One of the most controversial Confederate generals, Longstreet was born in Edgefield District, South Carolina, January 8, 1821, and reared in Georgia. After graduating near the bottom of his West Point class in 1842, “Old Pete” fought in Mexico, where he won two brevets for gallantry. He resigned his commission in the paymaster's department to join the Confederacy. Longstreet competently commanded a brigade at First Manassas and a division at Seven Pines and in the Seven Days campaign. His tactical abilities at Second Manassas and Sharpsburg won the admiration of General Robert E. Lee and led to his appointment in October 1862 as lieutenant general and commander of the First Corps, Army of Northern Virginia.
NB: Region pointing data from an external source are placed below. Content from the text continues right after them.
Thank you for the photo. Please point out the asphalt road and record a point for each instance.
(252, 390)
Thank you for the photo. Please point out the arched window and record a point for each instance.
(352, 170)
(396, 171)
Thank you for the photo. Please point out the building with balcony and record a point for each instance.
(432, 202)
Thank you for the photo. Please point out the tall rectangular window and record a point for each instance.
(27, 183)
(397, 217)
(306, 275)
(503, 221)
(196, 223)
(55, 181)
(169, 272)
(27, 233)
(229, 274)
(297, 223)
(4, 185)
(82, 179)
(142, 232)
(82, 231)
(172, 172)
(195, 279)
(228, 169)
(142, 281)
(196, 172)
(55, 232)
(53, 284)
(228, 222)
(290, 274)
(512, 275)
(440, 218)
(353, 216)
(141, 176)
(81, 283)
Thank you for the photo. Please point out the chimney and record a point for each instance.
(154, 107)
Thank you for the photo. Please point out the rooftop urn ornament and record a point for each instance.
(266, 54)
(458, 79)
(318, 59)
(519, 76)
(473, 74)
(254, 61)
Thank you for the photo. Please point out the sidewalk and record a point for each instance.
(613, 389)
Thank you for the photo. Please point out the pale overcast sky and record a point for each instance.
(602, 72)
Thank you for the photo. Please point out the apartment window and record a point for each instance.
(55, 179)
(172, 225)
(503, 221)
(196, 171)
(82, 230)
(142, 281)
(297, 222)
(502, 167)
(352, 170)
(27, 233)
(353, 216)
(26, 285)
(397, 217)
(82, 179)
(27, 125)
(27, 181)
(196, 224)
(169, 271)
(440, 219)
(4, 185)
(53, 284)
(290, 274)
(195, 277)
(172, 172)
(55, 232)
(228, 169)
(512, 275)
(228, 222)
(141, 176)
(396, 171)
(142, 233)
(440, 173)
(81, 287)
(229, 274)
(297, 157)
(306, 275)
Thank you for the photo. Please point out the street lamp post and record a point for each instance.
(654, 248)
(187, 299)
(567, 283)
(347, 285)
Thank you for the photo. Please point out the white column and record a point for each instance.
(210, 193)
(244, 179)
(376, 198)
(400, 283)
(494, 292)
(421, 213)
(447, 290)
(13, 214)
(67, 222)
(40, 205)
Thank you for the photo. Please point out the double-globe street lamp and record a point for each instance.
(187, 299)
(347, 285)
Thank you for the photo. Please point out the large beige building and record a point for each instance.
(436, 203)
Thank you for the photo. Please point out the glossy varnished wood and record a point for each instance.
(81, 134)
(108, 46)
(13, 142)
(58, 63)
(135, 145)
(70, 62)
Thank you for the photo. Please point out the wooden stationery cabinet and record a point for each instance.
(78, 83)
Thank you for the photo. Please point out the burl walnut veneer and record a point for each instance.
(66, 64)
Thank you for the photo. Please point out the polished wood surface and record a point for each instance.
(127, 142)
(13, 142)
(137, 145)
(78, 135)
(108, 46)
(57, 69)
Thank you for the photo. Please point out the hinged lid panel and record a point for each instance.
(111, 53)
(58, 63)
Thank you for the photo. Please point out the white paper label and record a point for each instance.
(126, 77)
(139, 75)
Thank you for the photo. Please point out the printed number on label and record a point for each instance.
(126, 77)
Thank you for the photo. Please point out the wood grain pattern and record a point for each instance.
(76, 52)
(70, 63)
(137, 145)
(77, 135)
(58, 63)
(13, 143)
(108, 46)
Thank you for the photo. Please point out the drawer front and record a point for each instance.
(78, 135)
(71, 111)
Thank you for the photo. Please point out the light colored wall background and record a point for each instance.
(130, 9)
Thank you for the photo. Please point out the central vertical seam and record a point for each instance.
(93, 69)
In this new capacity he fought brilliantly at Fredricksburg, but with less distinction at Gettysburg, where his performance is still debated.
Chafing to gain independent command, Longstreet engineered the transfer of his corps to the Army of Tennessee in September 1863, perhaps with hopes of wresting command of that army away from the incompetent and unpopular Braxton Bragg. His troops played a key role at Chickamauga on September 19, but his participation in an abortive attempt to oust Bragg from command shortly thereafter led Bragg to detach Longstreet's troops from the army. Bragg sent Longstreet on a forlorn campaign to retake Knoxville, which had fallen to Major General Ambrose Burnside's Union forces in early September. After losing a footrace with Burnside to Knoxville, Longstreet laid siege to the city and attempted to starve the garrison into submission. Longstreet ordered an assault on Fort Sanders, which he thought was a Federal weak link, on November 29, but was repulsed with heavy casualties. When he received news of Bragg's rout at Chattanooga and the approach of a Union relief column from the south, Longstreet lifted the eighteen-day siege and retreated into winter quarters in upper East Tennessee. While his army rested around Morristown and Greeneville, Longstreet launched a savage attack against his senior officers, blaming division commanders Lafayette McLaws and Evander Law for his failures. Both generals were sacked and their commands given to Longstreet supporters.
By April 1864 Longstreet was back in Virginia, where he participated in the final campaigns of Lee's army. Following the war, Longstreet entered into a protracted and bitter feud with former Virginia officers over his role in the Confederate defeat at Gettysburg. His undistinguished attempt at independent command in East Tennessee and his attacks on his own officers did little to enhance his reputation. Lee's “Old War Horse” died January 2, 1904, at his home in Gainesville, Georgia.